Yes in regard the final report if additional information can be provided as an annex. The guidelines now state: ”Initial reports are not expected to provide very detailed information or accurate figures, but rather a high level overview of what has happened and the impact it has had or may have.” It is not clear, if it is the intention, that the template in Annex1 is expected to be used for the initial reporting. It is our estimation that it will only be possible to fill out few fields in Annex 1 within the 2 hour time limit, ex:
1- General details: all information
2 – Incident discovery: all information
3 – Incident classification: few or no information
4 – Incident description: few or no information
5 – Incident impact: few information’s
6 – Incident mitigation: few or no information
7 - Root cause analysis and follow up: no information
8 – Additional information: no information
With the present thresholds we furthermore fear that an inexpedient amount of information needs to be collected on incidents, that we would today categorize as “minor”.

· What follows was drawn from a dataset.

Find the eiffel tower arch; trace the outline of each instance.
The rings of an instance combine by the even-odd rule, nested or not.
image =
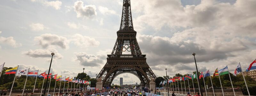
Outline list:
[[[156,78],[147,63],[146,55],[141,53],[136,38],[136,34],[132,24],[130,1],[124,0],[116,41],[111,54],[107,55],[107,63],[96,77],[96,79],[102,78],[103,87],[110,86],[115,77],[124,73],[137,76],[142,86],[149,85],[150,77]],[[122,54],[126,51],[131,54]]]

Yes, but we recommend other ways of communication to clarify any doubts that may appear during the completion, ex. via email or phone. In the final version we would suggest a format, which in a better and more intuitive way will assist the quick submitting of information.
Two hours for reporting is extremely short in some cases. Intermediate reporting will have to take these facts into consideration. It can often take days to obtain all the necessary details. This could mean that the first notification will not be based on the criteria but on other indicators such as experience from earlier incidents, and it seems not clear, how this will work in practice. We also fear that this will lead to over-reporting and reporting on a very uneven level from the different communities. We would therefore suggest a differentiation between “major” incidents, that needs to be reported time limit and “minor incidents” where only final reporting is necessary (se also question 4). Also detailed or final reports will not always be possible under the currently proposed thresholds. In the case of major incidents it in some cases requires more than two weeks to establish the root cause.

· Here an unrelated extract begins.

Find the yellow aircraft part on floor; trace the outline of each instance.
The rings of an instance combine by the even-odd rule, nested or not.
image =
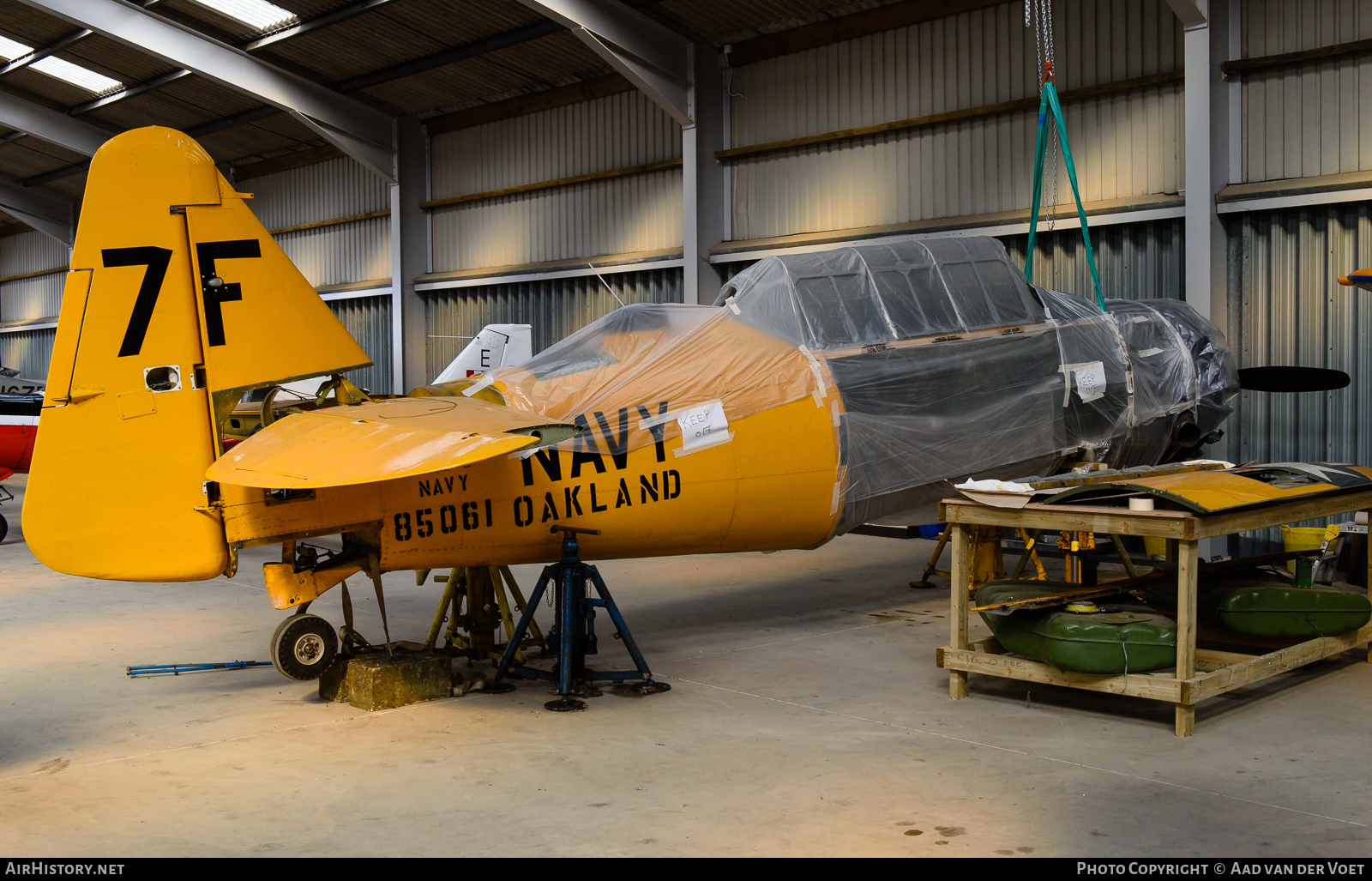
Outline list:
[[[369,364],[192,139],[125,132],[91,161],[25,500],[70,575],[199,580],[229,565],[206,510],[211,405]]]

Yes for smaller PSP’s who use IT-group service center, since in these cases the IT-group service center will have the detailed information on the incident that is needed for the reporting.

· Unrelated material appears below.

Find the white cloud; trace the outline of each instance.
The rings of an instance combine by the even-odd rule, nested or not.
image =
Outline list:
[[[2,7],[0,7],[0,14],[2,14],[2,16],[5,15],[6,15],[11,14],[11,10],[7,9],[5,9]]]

Yes, consolidated reporting is essential to make it possible for PSP’s to use an IT-group service center or one common technical service provider offering them the same services / processes / infrastructures in a practical way. In the case where many PSP’s use the same IT-group service, typically for out-of-the-box solutions, and this solution is based on the same it-platform, the incident will typically take place in the it-platform, but the impact will effect more than one PSP. In these cases the PSP for practical reasons will in many cases make use of the consolidated reporting procedure, since they do not themselves have the operational information to fill out the relevant reporting. The practical issue in these cases will be how to quickly assess the impact on each PSP against the thresholds that defines a major incident. This will in some Danish cases have to be done for 30 – 35 PSP’s within 2 hours. We would therefore suggest, that the competent national authority in their implementation of the guidelines will be allowed to make arrangements with the PSP-community and its main IT-group service centers on how to handle the impact evaluation for a specific it-service that take into account these practical issues, as long as the implementation do not affect the thresholds put forward in the final guidelines and the responsibilities of the said parties as described in Guideline 3.